Home Page: https://arxiv.org/abs/2012.06858

License: GNU Affero General Public License v3.0

Python 100.00%

livechess2fen's Introduction

LiveChess2FEN

LiveChess2FEN is a fully functional framework that automatically digitizes the configuration of a chessboard. It is optimized for execution on a Nvidia Jetson Nano.

This repository contains the code used in our paper. If you find this useful, please consider citing us.

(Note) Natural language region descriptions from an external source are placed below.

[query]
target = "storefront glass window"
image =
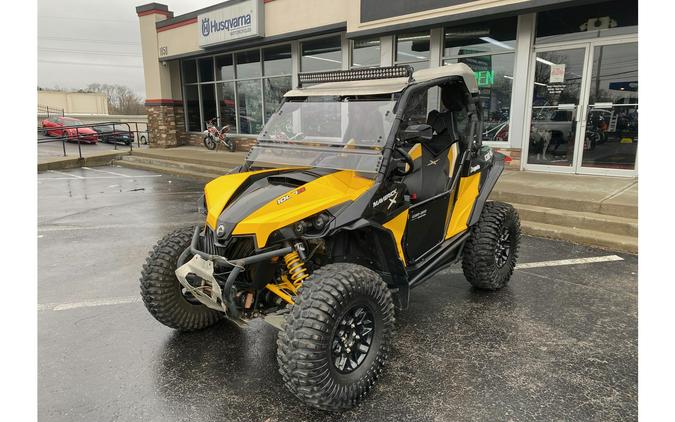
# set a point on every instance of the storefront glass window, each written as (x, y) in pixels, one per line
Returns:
(366, 52)
(274, 90)
(241, 97)
(494, 75)
(483, 37)
(589, 21)
(192, 108)
(224, 67)
(189, 71)
(488, 48)
(209, 102)
(322, 54)
(248, 64)
(227, 105)
(205, 69)
(277, 60)
(249, 101)
(413, 49)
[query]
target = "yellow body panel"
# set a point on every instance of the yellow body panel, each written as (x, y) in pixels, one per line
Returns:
(468, 192)
(397, 227)
(219, 191)
(302, 202)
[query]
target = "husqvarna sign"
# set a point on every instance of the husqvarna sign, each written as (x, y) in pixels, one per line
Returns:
(235, 21)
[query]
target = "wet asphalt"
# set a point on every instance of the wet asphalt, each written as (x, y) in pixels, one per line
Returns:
(558, 344)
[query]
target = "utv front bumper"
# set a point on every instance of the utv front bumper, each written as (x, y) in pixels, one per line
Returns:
(202, 266)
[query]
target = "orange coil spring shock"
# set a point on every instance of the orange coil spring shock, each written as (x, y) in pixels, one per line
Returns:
(296, 268)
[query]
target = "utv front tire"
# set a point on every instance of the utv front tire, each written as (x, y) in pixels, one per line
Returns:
(491, 251)
(337, 336)
(162, 292)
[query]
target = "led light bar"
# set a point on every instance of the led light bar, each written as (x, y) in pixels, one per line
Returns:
(404, 71)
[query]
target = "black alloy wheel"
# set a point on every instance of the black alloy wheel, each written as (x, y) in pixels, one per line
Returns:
(491, 251)
(337, 336)
(503, 247)
(353, 339)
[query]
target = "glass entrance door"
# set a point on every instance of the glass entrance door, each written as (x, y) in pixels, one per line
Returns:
(611, 118)
(556, 104)
(584, 113)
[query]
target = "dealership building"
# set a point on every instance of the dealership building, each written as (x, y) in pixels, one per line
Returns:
(558, 79)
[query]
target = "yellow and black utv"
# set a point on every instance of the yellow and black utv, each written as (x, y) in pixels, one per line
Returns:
(352, 195)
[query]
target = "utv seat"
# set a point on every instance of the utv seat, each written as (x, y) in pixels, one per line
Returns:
(436, 159)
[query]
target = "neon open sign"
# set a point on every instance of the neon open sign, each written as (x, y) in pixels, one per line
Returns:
(485, 77)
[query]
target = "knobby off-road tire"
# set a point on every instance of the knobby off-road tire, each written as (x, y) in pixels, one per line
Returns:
(161, 290)
(305, 349)
(491, 251)
(210, 143)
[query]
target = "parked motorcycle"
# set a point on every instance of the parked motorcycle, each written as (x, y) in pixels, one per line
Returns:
(214, 137)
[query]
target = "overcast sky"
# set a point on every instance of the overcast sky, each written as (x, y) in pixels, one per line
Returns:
(94, 41)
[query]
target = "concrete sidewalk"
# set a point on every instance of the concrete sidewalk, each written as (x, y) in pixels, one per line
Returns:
(595, 210)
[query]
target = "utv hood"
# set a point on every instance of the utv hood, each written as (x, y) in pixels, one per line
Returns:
(258, 203)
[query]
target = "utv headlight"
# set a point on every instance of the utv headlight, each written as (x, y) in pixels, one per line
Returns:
(311, 226)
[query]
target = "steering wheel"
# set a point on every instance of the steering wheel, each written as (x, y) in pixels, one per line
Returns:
(408, 160)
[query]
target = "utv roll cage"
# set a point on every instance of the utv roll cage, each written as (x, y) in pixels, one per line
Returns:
(404, 81)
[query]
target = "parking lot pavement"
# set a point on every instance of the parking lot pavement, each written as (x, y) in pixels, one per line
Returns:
(559, 343)
(55, 149)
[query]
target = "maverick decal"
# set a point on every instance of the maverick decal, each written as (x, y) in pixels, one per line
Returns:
(418, 215)
(391, 197)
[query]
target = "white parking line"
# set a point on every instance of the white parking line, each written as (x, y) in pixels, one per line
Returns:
(115, 226)
(135, 299)
(89, 304)
(107, 172)
(42, 179)
(70, 176)
(575, 261)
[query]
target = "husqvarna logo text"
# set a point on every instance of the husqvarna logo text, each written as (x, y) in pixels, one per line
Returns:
(212, 25)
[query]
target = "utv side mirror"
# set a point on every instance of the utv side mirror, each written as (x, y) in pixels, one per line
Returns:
(421, 132)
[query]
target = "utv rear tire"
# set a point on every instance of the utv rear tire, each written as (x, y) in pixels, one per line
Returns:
(161, 290)
(308, 351)
(491, 251)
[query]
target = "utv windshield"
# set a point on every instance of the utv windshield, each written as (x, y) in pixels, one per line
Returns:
(326, 132)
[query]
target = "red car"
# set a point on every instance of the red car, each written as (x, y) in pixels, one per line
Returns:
(54, 126)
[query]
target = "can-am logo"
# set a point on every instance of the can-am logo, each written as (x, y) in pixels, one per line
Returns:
(213, 25)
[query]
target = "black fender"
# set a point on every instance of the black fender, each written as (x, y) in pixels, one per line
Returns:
(368, 243)
(491, 175)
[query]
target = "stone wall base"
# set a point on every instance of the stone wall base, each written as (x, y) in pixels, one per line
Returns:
(240, 143)
(514, 153)
(165, 122)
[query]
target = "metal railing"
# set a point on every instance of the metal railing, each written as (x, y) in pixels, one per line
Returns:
(77, 133)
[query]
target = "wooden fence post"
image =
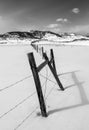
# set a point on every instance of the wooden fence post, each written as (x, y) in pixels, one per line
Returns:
(38, 84)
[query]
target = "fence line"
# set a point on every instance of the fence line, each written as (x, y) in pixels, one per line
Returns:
(26, 118)
(34, 109)
(20, 103)
(17, 105)
(15, 83)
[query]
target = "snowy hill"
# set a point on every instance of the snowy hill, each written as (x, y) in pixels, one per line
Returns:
(35, 35)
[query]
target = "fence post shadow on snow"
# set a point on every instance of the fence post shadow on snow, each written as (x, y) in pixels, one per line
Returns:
(83, 96)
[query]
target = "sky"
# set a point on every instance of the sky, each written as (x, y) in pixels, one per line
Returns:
(54, 15)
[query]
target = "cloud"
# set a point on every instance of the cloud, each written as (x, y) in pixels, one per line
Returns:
(62, 20)
(75, 10)
(80, 29)
(52, 26)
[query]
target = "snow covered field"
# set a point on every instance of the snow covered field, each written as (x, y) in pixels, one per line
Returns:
(67, 110)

@article{mallasen2020LiveChess2FEN,
  title = {LiveChess2FEN: A Framework for Classifying Chess Pieces Based on CNNs},
  author = {Mallas{\'e}n Quintana, David and Del Barrio Garc{\'i}a, Alberto Antonio and Prieto Mat{\'i}as, Manuel},
  year = {2020},
  month = dec,
  journal = {arXiv:2012.06858 [cs]},
  eprint = {2012.06858},
  eprinttype = {arxiv},
  url = {http://arxiv.org/abs/2012.06858},
  archiveprefix = {arXiv}
}

Benchmarks

The following times are measured on the Nvidia Jetson Nano 4GB. Each time value is given per chessboard.

Piece classification times

Full digitization times

Static digitization times

See lc2fen/detectboard/laps.py -> check_board_position()

Jetson Nano 2GB install

Instructions for the JetPack 4.6. If you run into any problems see the Troubleshooting section below.

  1. From the Jetson Zoo install:

    1. Tensorflow

      sudo apt-get install libhdf5-serial-dev hdf5-tools libhdf5-dev zlib1g-dev zip libjpeg8-dev liblapack-dev libblas-dev gfortran
      sudo apt-get install python3-pip
      sudo pip3 install -U pip testresources setuptools==49.6.0
      sudo pip3 install -U numpy==1.19.4 future==0.18.2 mock==3.0.5 h5py==2.10.0 keras_preprocessing==1.1.1 keras_applications==1.0.8 gast==0.2.2 futures protobuf pybind11
      sudo pip3 install --pre --extra-index-url https://developer.download.nvidia.com/compute/redist/jp/v46 tensorflow
      
    2. ONNX Runtime Download the .whl file from here and run:

      pip3 install onnxruntime_gpu-1.8.0-cp36-cp36m-linux_aarch64.whl
      
  2. Install OpenCV 4.5 with CUDA enabled. To do so, download and execute the script found here. Warning, this process will take a few hours and you will need at least 4GB of swap space.

  3. Install onnx-tensorrt.

    git clone --recursive https://github.com/onnx/onnx-tensorrt.git
    cd onnx-tensorrt
    git checkout 8.0-GA
    mkdir build && cd build
    cmake .. -DCUDA_INCLUDE_DIRS=/usr/local/cuda/include -DTENSORRT_ROOT=/usr/src/tensorrt -DGPU_ARCHS="53"
    make
    sudo make install
    export LD_LIBRARY_PATH=$PWD:$LD_LIBRARY_PATH
    

Utilities

  • jtop helps to monitor the usage of the Jetson Nano. To install:
    sudo -H pip install -U jetson-stats
    
    Then reboot the Jetson Nano. You can execute it by running jtop.

Troubleshooting

  • To upgrade CMake download CMake 3.14.7 and run:

    tar -zxvf cmake-3.14.7.tar.gz
    cd cmake-3.14.7
    sudo apt-get install libcurl4-openssl-dev
    sudo ./bootstrap
    sudo make
    sudo make install
    cmake --version
    
  • To install protobuf download protobuf 3.17.3 and run:

    tar -zxvf protobuf-cpp-3.17.3.tar.gz
    cd protobuf-3.17.3
    ./configure
    make
    sudo make install
    sudo ldconfig
    
  • If you get the error message: ImportError: /usr/lib/aarch64-linux-gnu/libgomp.so.1: cannot allocate memory in static TLS block simply run:

    export LD_PRELOAD=/usr/lib/aarch64-linux-gnu/libgomp.so.1
    

    In order to solve permanently the error, add that line to the end of your ~/.bashrc file.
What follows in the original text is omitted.